В о д о р о д. Ну, нам пора, правда, Том? Да и Соне ещё уроки делать.
В е р к а. Гляньте, девки, как быстро приспособился, какого мужика мы, дуры, упустили!
Под столом с пустым стаканом в руке всхрапывает Ф и  л я. В о д о р о д берёт упирающуюся С о н ю за руку, и они с Т а м а р о й  уходят.
Э л ь к а (начинает рыдать, захлёбываясь). И я! И я…
Женщины поднимают её и уводят за сцену. П а л ы ч, Р о м к а, В а д и м, Н и к о л а й и выползший из-под стола Ф и л я, прихватив тарелку капусты, тут же обосновываются возле банки первача, спиной к залу. Пьют, травят анекдоты.
Входят М у р з и к о в ы.
М у р з и к о в а. Здрасте вам! Гуляете? Милое дело. А мы слышим сверху – весело у вас! Вот яблочек вам принесли!

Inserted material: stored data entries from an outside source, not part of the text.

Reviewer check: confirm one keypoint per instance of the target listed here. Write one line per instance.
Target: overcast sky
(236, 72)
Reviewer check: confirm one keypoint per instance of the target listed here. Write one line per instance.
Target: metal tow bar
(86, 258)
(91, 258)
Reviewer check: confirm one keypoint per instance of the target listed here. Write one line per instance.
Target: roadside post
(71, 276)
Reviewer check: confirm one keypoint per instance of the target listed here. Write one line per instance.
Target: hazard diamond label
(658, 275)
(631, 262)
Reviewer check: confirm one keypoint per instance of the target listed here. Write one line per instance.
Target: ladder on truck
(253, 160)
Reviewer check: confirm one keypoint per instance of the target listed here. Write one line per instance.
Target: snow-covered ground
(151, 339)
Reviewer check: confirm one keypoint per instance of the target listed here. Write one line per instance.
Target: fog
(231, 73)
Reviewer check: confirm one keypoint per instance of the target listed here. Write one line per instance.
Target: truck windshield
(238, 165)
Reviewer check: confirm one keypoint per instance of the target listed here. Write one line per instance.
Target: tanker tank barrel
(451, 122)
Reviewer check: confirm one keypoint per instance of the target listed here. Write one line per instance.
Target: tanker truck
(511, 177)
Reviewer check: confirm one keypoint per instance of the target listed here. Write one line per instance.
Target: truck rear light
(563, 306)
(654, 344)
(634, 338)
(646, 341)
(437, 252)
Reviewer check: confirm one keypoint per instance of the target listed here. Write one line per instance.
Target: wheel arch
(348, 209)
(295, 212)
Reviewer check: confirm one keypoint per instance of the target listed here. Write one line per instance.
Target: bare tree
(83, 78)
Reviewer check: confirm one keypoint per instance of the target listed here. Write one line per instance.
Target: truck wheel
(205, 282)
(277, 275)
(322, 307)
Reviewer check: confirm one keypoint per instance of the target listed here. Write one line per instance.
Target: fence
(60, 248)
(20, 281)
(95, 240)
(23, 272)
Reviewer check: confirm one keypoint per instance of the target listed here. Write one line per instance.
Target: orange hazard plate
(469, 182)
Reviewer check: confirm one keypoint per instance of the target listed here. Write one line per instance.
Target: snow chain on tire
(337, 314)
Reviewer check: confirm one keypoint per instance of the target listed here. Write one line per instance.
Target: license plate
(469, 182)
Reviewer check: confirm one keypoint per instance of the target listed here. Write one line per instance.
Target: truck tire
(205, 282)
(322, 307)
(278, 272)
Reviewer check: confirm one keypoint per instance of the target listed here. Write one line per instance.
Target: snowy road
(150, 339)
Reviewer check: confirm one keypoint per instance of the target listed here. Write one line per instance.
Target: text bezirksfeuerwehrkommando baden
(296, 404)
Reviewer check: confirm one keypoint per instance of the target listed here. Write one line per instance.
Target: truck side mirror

М у р з и к о в ы демонстративно вынимают из пакета несколько яблок, раскладывают их по столу и садятся на освободившиеся места.
Ф и л я. Ну, раз  подметалы пришли, пора заканчивать.
М у р з и к о в ы  молча налегают на еду.
Н и к о л а й. Ишь, как метут!
Р о м к а. Хоть бы челюсти не заклинило!
П а л ы ч. Им  в КНИИТМЕ  ихнем, оборонном, уже полгода – ни копейки! На одном горохе сидят.
В а д и м. Всё с терроризмом международным боремся, туды его в качель!
Н и к о л а й. А всё оттого, что государство у нас не с того конца растёт!
В а д и м. Это как?
Н и к о л а й. Америка, например, да и не только она, как и положено всему живому, начиная с самого дикого начального своего периода, снизу прёт, от корней! Из народа у неё власть вырастает. Вот и присмотр за властью этой народный, пристальный, чуть что не так, и – по шапке! А наша с вами Россия-матушка спокон веку, хоть убей – сверху вниз!
Ф и л я. Вниз головой, значит?
Н и к о л а й. Выходит так. Уж сколько веков власть у нас сверху назначенная! Привык народ к подчинению. Сам шагу не ступит, всё соску от мамки, как дитя неразумное, ждёт.
Р о м к а. А что, как мамка – дура или гулящая?
Ф и л я. Помирай тогда всё с музыкой! Не пойдёшь же супротив мамки у памперсе с пустушкой наперевес?..
В а д и м. Не... Супротив мамки не пойдёшь!
Ф и л я. Вот по телеку всё нудят – прожиточный минимум у нас в три раза повысили.
П а л ы ч. А квартплата его, идрить твою в качель, ам – и скушала!
Ф и л я. Никакого минимума теперя. Один нуль!
Р о м к а. Не боись, мужики, выдюжим! (Скребёт под мышкой.)
Н и к о л а й. Ломали уж, ломали России нашей хребтину-то... В дугу гнётся, а не ломается!
Р о м к а. Это как ломать...
П а л ы ч. В  самую тютельку, Николаич, это, как ломать...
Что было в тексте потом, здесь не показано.